We have a project to run R atop a Hadoop cluster. The objective is to
run large R stats jobs on EC2.
R is open source, has many many packages written for it, but is
limited by the amount of data that can be read into memory.
This is at a very early stage, but results look good so far.
Paco
(apologies to people who've emailed / we've been buried under a large rock)
...for linear algebra based on Hadoop
Certainly some of the big financial organizations use their own internal grids to run MATLAB and use LSF as the mechanism to distribute the parallel pieces of the computation over that grid. Hundreds of CPUs/cores is not uncommon. That's a well known environment for both Platform Computing (LSF) and for The MathWorks (MATLAB). However, independently licensing these apps in a cloud environment seems a little problematic to me. The license managers in both these products (Flex/LM or FlexNet is a typical license manager) rely on specific attributes of the host machine to do their work. Is there a guarantee that this will be the case - especially for the license manager itself.
So, it would seem to me that these companies would have to have done a prior deal with the cloud operating company (as some commercial apps companies seem to have done) to get their infrastructure set up properly in the environment. In this case, a user could then use the cloud infrastructure purely on a pay as you go basis - but who gets paid? the operator - who is billing out use of his virtual machines at so much per hour, the application provider(s) who need to recover revenue for the use of their tools? both? all?

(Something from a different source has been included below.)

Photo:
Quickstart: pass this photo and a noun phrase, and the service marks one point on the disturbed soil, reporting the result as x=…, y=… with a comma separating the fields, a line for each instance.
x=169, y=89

When I was associated with Sun's efforts on the Network.com infrastructure, these issues precluded commercial apps from the environment, and raised the value of open source apps as the target for the compute utility. Many vendors of commercial software that I spoke with about using such an environment as Sun proposed basically said "over my dead body" (or at least their sales VPs did) as the infrastructure posited (call it cloud computing ) had, or could have, such an impact on their current revenue models, and collecting the revenue was a function they didn't want to address themselves. That was left from the cloud operator to address (gee, sounds like the old timesharing stuff I used to do with Control Data's CYBERNET - back in the day!)I think it will take some time before this kind of computing model makes it big in the commercial application space.
We are doing a lot of work with Matlab applications. We run them,
mostly, via Swift.
(E.g., see https://twiki.grid.iu.edu/pub/Education/MWGS2008Syllabus/8_SwiftWorkflow.pdf.)
The target platform can then be a local cluster, one or more remote
sites (e.g., Open Science Grid), or alternatively, via Nimbus, our
local virtual machine system or EC2.
Ian.
On Wed, Oct 1, 2008 at 4:08 PM, Khazret Sapenov <sap...@gmail.com> wrote:
CHAMPAIGN, Ill., Nov. 5 -- Wolfram Research announced an initiative today to develop a cloud computing service for users of their flagship technical computing software Mathematica. This project is a collaborative effort by Wolfram Research, Nimbis Services, Inc., a clearing-house for accessing third party compute resources and commercial software, and R Systems NA, Inc., a provider of computing resources to the commercial and academic research community.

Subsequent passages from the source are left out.